# The Next Stage of the Polis

In Aeschylus’ play Oresteia, Agamemnon sacrifices his daughter as an offering to the primitive (pre-classical) gods of nature and war, meant to insure sea passage and victory in an upcoming battle.

In doing so, he sets in motion a cascade of blood vengeance that echoes the historical practice of pre-classical Greek retaliatory clan justice. On Agamemnon’s return home, Clytemnestra cuts his throat in his bath. On the discovery of this horror, Orestes then, on prompting from his sister Elektra, murders his mother Clytemnestra. At this point, Orestes is chased through the rest of the play by the Erinyes (the furies), a symbol of ancient natural justice.

In the climax and conclusion of the play, on Orestes’ pleadings for escape from the Erinyes, Athena descends from Olympus and presides as judge over (mythologically speaking) the first trial by jury. Orestes is spared, and the Erinyes are cast into the earth, with a new task: they are to be ever wary of injustice, and report to her when they see it.

This play is important, because it records (at least in allegory) the social evolution of the Greek people, from ancient nomadic clans, to oligarchic familial tribes, to their “final” stage as citizens in a polis.

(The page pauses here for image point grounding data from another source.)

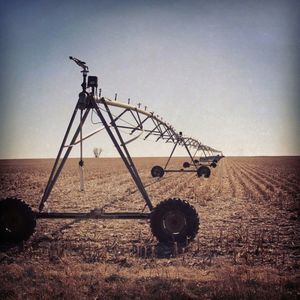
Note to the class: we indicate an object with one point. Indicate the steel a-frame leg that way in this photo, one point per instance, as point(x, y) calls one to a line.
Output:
point(117, 141)
point(58, 165)
point(122, 149)
point(172, 152)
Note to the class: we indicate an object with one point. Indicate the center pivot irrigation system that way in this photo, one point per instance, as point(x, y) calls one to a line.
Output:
point(171, 220)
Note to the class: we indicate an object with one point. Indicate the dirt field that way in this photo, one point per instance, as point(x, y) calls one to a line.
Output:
point(248, 245)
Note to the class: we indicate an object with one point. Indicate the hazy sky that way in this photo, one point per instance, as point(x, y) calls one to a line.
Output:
point(226, 72)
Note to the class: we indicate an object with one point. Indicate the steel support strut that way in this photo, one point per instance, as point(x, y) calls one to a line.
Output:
point(58, 166)
point(123, 152)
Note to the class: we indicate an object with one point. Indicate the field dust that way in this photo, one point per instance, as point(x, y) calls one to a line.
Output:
point(248, 245)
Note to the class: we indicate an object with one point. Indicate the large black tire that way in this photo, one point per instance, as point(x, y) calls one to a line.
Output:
point(157, 171)
point(186, 164)
point(213, 164)
point(174, 220)
point(17, 221)
point(203, 171)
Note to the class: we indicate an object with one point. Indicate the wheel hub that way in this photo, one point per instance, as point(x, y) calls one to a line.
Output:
point(174, 222)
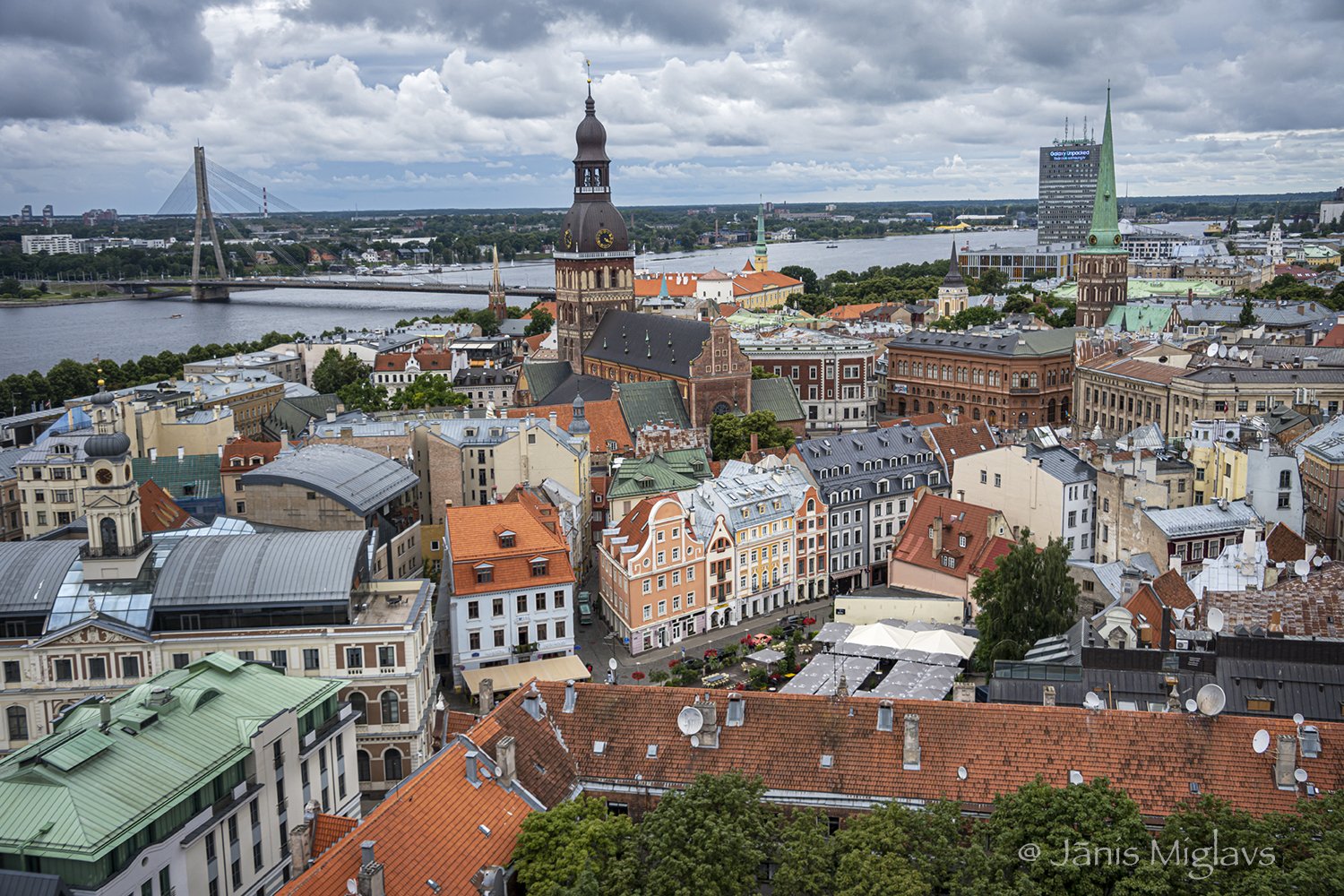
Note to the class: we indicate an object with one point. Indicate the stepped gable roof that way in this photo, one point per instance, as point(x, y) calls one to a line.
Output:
point(358, 478)
point(782, 737)
point(653, 343)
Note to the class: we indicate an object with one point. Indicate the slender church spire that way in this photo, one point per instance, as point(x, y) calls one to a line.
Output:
point(1105, 230)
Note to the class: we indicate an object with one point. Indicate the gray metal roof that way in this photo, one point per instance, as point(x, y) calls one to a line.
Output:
point(655, 343)
point(360, 479)
point(301, 567)
point(31, 573)
point(1064, 463)
point(1204, 519)
point(889, 452)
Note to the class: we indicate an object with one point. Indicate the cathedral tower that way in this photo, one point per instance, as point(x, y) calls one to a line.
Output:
point(594, 263)
point(1102, 263)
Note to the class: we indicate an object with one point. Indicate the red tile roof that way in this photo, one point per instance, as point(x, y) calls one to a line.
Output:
point(960, 520)
point(328, 831)
point(158, 511)
point(472, 536)
point(427, 359)
point(426, 829)
point(782, 737)
point(246, 450)
point(1284, 546)
point(605, 421)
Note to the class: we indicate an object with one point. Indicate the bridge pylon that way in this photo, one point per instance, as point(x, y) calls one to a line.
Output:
point(201, 293)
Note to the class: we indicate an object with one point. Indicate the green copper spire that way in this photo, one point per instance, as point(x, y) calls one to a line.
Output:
point(1104, 236)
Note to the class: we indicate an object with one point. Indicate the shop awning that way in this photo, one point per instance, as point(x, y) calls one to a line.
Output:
point(515, 675)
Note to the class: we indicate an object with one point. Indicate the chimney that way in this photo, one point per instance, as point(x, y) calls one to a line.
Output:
point(370, 871)
point(910, 748)
point(1285, 762)
point(505, 755)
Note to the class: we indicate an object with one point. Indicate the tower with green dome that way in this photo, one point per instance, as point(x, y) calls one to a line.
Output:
point(1104, 263)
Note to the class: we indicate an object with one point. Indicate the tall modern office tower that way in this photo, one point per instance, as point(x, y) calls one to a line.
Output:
point(1066, 188)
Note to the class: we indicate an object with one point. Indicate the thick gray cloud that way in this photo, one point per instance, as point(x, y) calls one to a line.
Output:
point(473, 102)
point(97, 59)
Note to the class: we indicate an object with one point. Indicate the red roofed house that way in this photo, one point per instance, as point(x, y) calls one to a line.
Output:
point(394, 371)
point(510, 584)
point(946, 544)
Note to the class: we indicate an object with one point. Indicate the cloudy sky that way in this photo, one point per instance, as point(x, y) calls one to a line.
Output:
point(343, 104)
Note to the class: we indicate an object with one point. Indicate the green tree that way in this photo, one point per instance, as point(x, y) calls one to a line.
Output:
point(806, 857)
point(559, 849)
point(362, 395)
point(1027, 595)
point(806, 274)
point(730, 435)
point(709, 840)
point(336, 371)
point(1064, 823)
point(542, 323)
point(429, 390)
point(1247, 317)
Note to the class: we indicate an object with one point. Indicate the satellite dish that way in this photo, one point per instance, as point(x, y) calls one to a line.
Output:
point(690, 720)
point(1211, 700)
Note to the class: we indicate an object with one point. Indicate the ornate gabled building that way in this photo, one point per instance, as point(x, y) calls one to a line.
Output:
point(594, 263)
point(1104, 263)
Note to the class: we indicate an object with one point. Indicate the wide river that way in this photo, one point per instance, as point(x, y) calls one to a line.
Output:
point(34, 339)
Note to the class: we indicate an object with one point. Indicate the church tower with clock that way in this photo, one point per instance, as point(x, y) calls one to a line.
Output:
point(594, 263)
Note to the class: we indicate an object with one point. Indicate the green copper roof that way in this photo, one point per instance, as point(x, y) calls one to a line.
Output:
point(1105, 230)
point(658, 473)
point(78, 793)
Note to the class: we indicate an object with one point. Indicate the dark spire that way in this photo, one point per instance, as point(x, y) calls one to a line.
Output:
point(953, 277)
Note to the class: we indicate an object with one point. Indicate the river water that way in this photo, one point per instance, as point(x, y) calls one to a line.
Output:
point(38, 338)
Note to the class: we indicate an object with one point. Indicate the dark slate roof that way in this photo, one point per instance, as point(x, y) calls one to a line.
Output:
point(194, 476)
point(358, 478)
point(652, 343)
point(214, 570)
point(1026, 343)
point(889, 445)
point(779, 397)
point(1064, 463)
point(658, 402)
point(31, 573)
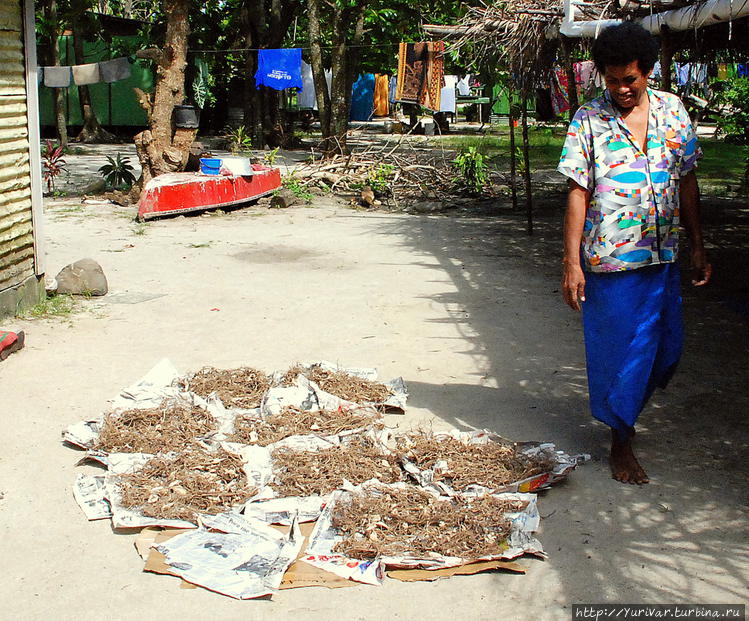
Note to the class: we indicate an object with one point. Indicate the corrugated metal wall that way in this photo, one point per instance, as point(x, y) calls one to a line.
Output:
point(16, 236)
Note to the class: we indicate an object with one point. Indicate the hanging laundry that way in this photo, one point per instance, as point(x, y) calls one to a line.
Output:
point(57, 77)
point(115, 70)
point(279, 69)
point(306, 97)
point(464, 86)
point(559, 101)
point(447, 97)
point(362, 98)
point(86, 74)
point(420, 73)
point(381, 105)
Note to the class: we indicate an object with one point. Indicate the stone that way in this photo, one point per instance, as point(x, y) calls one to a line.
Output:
point(84, 277)
point(284, 198)
point(427, 207)
point(367, 196)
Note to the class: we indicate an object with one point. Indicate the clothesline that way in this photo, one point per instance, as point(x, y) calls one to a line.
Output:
point(257, 49)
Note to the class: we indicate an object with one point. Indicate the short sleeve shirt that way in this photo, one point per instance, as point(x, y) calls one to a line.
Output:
point(633, 217)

Humanity is ripe for another transformation of this nature, I think. Given the modern capacity of humanity for rapid communication, broad distribution of basic goods, and ever-expanding and ever-mixing intellectual and artistic culture, it seems to me that the city-state model (as expressed in the expanded nation-state form) of organization is struggling to cope. There is a constant tension between local and global, between parochial and universal, between individual and group.Legal regimes don’t know how to deal with something like Amazon or Twitter, where everything from toilet paper and Mein Kampf is available to anyone anywhere in the world, and everything from neighborhood school closing notices to international politics is open to all discussion, by anyone in the world. National boundaries appear an anachronism in such a circumstance.

From this perspective, it is easy to see why the idea of nationalism has become a cause célèbre once again, and where the fears which give rise to it come from. Nationalists are right to be deeply concerned about the erasure of traditional borders, and local controls. And the so-called “globalists” are wrong to naively think they can simply expand the model of the city-state one more time, to accommodate the expanding consciousness of mankind.

What is needed is something that can transcend this false dichotomy between city-state and global-state. What that is, I do not know. But I’m not sure the anarchists are right either (just erase the whole thing). I’m not even sure the human species itself is capable of coping with either the idea, or the day-to-day practice of living in a tribe as big as an entire planet. We weren’t really evolved to deal with that.

Unfortunately, neither Athena nor God are going to descend from the heavens to rescue us from ourselves. So, we’ll just have to figure it out together, if we don’t want to end up being just another Greek tragedy.